“二十年不過彈指間,你以為很長嗎?”葉歸來微笑。
“我不信。”張貴咬牙。
“不信,你可以接著試試。”
葉歸來撇嘴,張貴哼哼了一聲,當然是接著試試了。
然後他一連打了葉歸來十幾拳。
每一拳都是二十年的功力。
葉歸來卻一點事都沒有。
倒是張貴累的氣喘籲籲,滿頭大汗。
“世間萬物皆有盡頭,二十年看來也一樣,那麽現在該輪到我了。

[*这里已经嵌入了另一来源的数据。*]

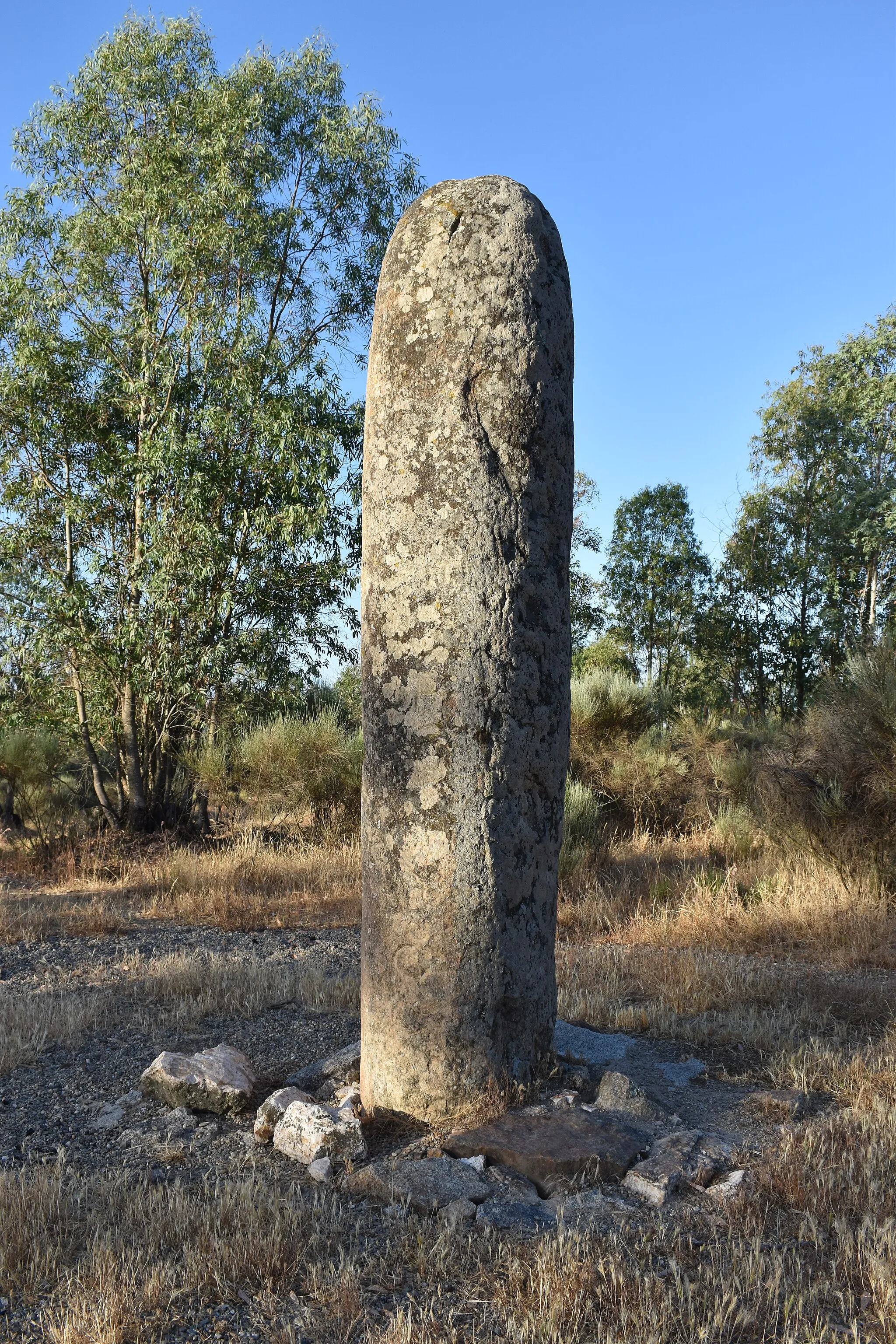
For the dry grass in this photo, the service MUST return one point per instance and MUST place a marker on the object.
(684, 893)
(672, 938)
(245, 886)
(809, 1257)
(180, 988)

”
說罷,葉歸來雙手從褲兜中抽出。
然後快步衝向張貴。
接著左手握拳,直擊他小腹,右手抬肘,撞向他的肩膀。
“砰”的一聲……
陷入自我懷疑,糾結自己“一拳二十年功力為何打不出一點傷害”的張貴,還沒反應過來,就被葉歸來一下撞翻在地。
摔了個四仰八叉,好不狼狽……
“公公,你看,機會我把握住了嗎?”這時,葉歸來看向胡碼。
胡碼點頭。
“那我可以帶他們兩個走了嗎?”
胡碼又搖頭。
“公公你什麽意思,剛才不是還說只要我贏了,就讓我們三個安安全全的離開,怎麽現在……”葉歸來皺眉,這時就在四周的那些人已經將他團團圍住了。
氣氛劍拔弩張。
“剛才是剛才,現在是現在,你要知道人是會變得,剛才我覺得你小子不錯,現在我看你又覺得很可惡了,既然這麽可惡,那還是死了的好。”
“言而無信,這不好吧。”葉歸來的眉頭皺得更深了。
確實雙手插兜,自己有最強防禦。
可是這最強防禦,卻救不了其他人。
更要命的是,有雙手插兜的時候,自然也有不插兜的時候。
總不能,洗臉,吃飯,睡覺,拉屎都是雙手插兜吧。
這不現實,也根本不可能……
“你覺得不好,可我覺得非常好,我們東廠太監又不是什麽好人,憑什麽和你小子將言而有信。”這時,胡碼不屑冷笑。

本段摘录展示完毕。